Hear that? We can expand that out everywhere — armed guards on every street corner, in every shop, next to every classroom, ready to shoot at a moment's notice. Go to the movies; sit next to a gun. Eat your chips and guac under the watchful eye of a retired cop with a license to kill. Oh, what about churches? Hannity didn't mention them Monday, but his colleagues at Fox have entertained the idea of armed guards at places of worship. What could possibly go wrong?

In a word, everything. Gun rights advocates often argue that the gun control proposals now in vogue would fundamentally change our country. Whether you think that change would be positive or negative, they're not wrong. But this police state plan from Hannity would change it at least as dramatically, if not more. Thus militarizing our entire public life is a disastrous idea inimical to liberty and ripe for unintended consequences.

Consider first the practical implications. Hannity's specific pitch calls for retired law enforcement and members of the military to donate 15 hours of guard time per week, in exchange for which they are excused from paying all income taxes, state and federal. He proposed this structure because it makes the program "free," which it would have to be to make it feasible on such an enormous scale. (In reality, the money participants would save on federal income tax is probably more than what they'd make if they were simply paid by the federal government for their time.)

But that also means these guards are volunteers. To whom are they accountable? What use of force rules govern their behavior? Are they subject to the loose legal standard the Supreme Court has applied to police, which says mere "reasonable" belief in the presence of a threat justifies the use of deadly force? What happens when one of these guards makes a mistake? Are they prosecuted like the private citizens they are or accorded the protections and benefit of the doubt law enforcement consistently receive?

And mistakes would happen. Hannity's retirees would be more likely to make mistakes than active duty military or police, as with age comes decline in eyesight, hand-eye coordination, reaction time, and other aspects of physical fitness that are useful when you're standing around with a gun, looking for threats to shoot.

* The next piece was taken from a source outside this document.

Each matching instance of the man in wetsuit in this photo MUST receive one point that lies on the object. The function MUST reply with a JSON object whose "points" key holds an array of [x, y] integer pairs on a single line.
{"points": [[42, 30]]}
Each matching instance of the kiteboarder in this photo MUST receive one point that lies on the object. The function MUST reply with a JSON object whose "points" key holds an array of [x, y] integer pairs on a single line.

Disparate impact is likely, too, no matter how good the guards' intentions. It's well-known that many people have trouble distinguishing the faces of people of other ethnicities, and recent research has found the same phenomenon can apply to other groups we perceive as separate from ourselves, regardless of racial makeup. Studies have also shown black boys and girls alike are perceived as older, less innocent, and less in need of protection than their white counterparts. Is it so difficult to imagine what errors might arise if we set an elderly, white man to guard a bunch of minority high schoolers? No malice need be involved for ordinary human frailties to produce the very sort of tragedy this guard idea is supposed to prevent.

Yet even with perfect execution, Hannity's proposal should be roundly rejected. A society drenched in armed, quasi-state agents literally policing our every public move is not a free society. This is not a balance of liberty and security but a total erasure of the former in a desperate, dangerous plunge toward the latter.

The security checkpoints element — "Add a metal detector" — is ripped straight from China's onerous surveillance state in majority-minority areas of the country's west. Indeed, a 2018 Palladium Magazine report on the Xinjiang region could almost be Hannity's direct inspiration, right down to the age of the guards: "The sheer amount of policemen, police cars, police checkpoints, police stations, and security guards of all sorts is completely overwhelming," recounts Vadim Mikhailov, writing pseudonymously. "On arriving at our hotel, we stumbled upon another Xinjiang Characteristic. Shop checkpoints. The hotel had a small checkpoint with a metal detector, shields, and wooden bats in the floor. Two old men with police jackets were standing watch."

And the ubiquitous presence of armed guards is reminiscent of a nation Hannity would likely be even less willing to imitate than China: France, where heavily armed police and soldiers patrol popular tourist areas of Paris. The Eiffel Tower comes with a side of light machine guns. Do we really want the Statue of Liberty to have the same? The irony would be as thick as Hannity's hair gel.

Hannity began his pitch by noting that he has been "calling [for this] for a long time," suggesting all would be well if we would only stop ignoring his idea. But ignoring it is exactly what we should do, now and always. However we choose to address these horrific attacks, this cannot be it.

The answer to mass shootings is not a police state.